Machine Learning: Conceitos e Modelos — Parte II: Aprendizado Não-Supervisionado*

Tatiana Escovedo
10 min readJun 29, 2020

Este artigo é a continuação do artigo Machine Learning: Conceitos e Modelos — Parte I: Aprendizado Supervisionado, disponível em https://medium.com/@tatianae_79457/machine-learning-conceitos-e-modelos-f0373bf4f445

Conforme vimos na parte I deste artigo, Machine Learning consiste na utilização de algoritmos com a finalidade de extrair informações de dados brutos e representá-los por meio de algum tipo de modelo matemático, que será usado para fazer inferências — ou predições — a partir de novos conjuntos de dados. Em Machine Learning, o aprendizado é o objetivo principal.
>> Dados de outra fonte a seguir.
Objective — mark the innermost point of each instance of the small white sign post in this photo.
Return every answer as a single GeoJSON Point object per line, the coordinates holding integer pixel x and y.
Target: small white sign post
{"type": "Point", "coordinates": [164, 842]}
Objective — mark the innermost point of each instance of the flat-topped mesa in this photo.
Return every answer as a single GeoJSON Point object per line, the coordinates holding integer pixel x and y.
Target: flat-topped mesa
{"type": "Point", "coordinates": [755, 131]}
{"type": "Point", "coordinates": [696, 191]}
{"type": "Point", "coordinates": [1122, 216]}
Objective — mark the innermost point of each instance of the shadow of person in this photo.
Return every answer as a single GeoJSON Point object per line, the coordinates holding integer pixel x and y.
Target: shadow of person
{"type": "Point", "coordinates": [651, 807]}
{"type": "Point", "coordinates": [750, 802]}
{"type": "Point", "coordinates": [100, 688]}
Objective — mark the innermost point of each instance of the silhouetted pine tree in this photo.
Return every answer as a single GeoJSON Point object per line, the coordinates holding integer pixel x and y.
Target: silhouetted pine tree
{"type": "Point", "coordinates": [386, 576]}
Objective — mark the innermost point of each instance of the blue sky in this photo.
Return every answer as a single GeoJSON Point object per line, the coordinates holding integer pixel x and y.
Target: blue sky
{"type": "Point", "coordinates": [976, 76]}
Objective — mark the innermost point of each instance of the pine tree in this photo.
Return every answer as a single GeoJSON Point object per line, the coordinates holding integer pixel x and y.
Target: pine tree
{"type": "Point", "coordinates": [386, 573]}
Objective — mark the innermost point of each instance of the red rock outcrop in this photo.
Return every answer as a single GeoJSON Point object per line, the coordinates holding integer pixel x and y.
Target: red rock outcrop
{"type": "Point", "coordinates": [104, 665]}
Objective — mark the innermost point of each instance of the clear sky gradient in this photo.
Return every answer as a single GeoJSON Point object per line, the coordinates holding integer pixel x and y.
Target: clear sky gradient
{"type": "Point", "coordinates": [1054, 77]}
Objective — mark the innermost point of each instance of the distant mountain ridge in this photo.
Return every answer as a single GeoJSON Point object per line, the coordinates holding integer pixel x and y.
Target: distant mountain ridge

Podemos dividir o aprendizado em Machine Learning em dois grandes tipos: supervisionado e não-supervisionado. No aprendizado não-supervisionado, não existe a informação dos rótulos históricos, ou seja, não temos as da saídas desejadas a serem estimadas e, por este motivo, dizemos que nossos dados são não-rotulados. Assim, o algoritmo não recebe durante o treinamento os resultados esperados, devendo descobrir por si só, por meio da exploração dos dados, os possíveis relacionamentos entre eles. Neste caso, o processo de aprendizado busca identificar regularidades entre os dados a fim de agrupá-los ou organizá-los em função das similaridades que apresentam entre si. Como não temos dados rotulados, não há necessidade de realizar particionamento em conjuntos de treino e teste. A figura a seguir ilustra o funcionamento de um modelo de aprendizado não-supervisionado:

Esquema do aprendizado não-supervisionado

Vale também relembrarmos as 7 etapas que, idealmente, devem ser realizadas em todos os projetos de Machine Learning:

  1. Entender o problema e definir objetivos — Que problema estou resolvendo?
  2. Coletar e analisar os dados — De que informações preciso?
  3. Preparar os dados — Como preciso tratar os dados?
  4. Construir o modelo — Quais são os padrões nos dados que levam a soluções?
  5. Avaliar e criticar o modelo — O modelo resolve meu problema?
  6. Apresentar resultados — Como posso resolver o problema?
  7. Distribuir o modelo — Como resolver o problema no mundo real?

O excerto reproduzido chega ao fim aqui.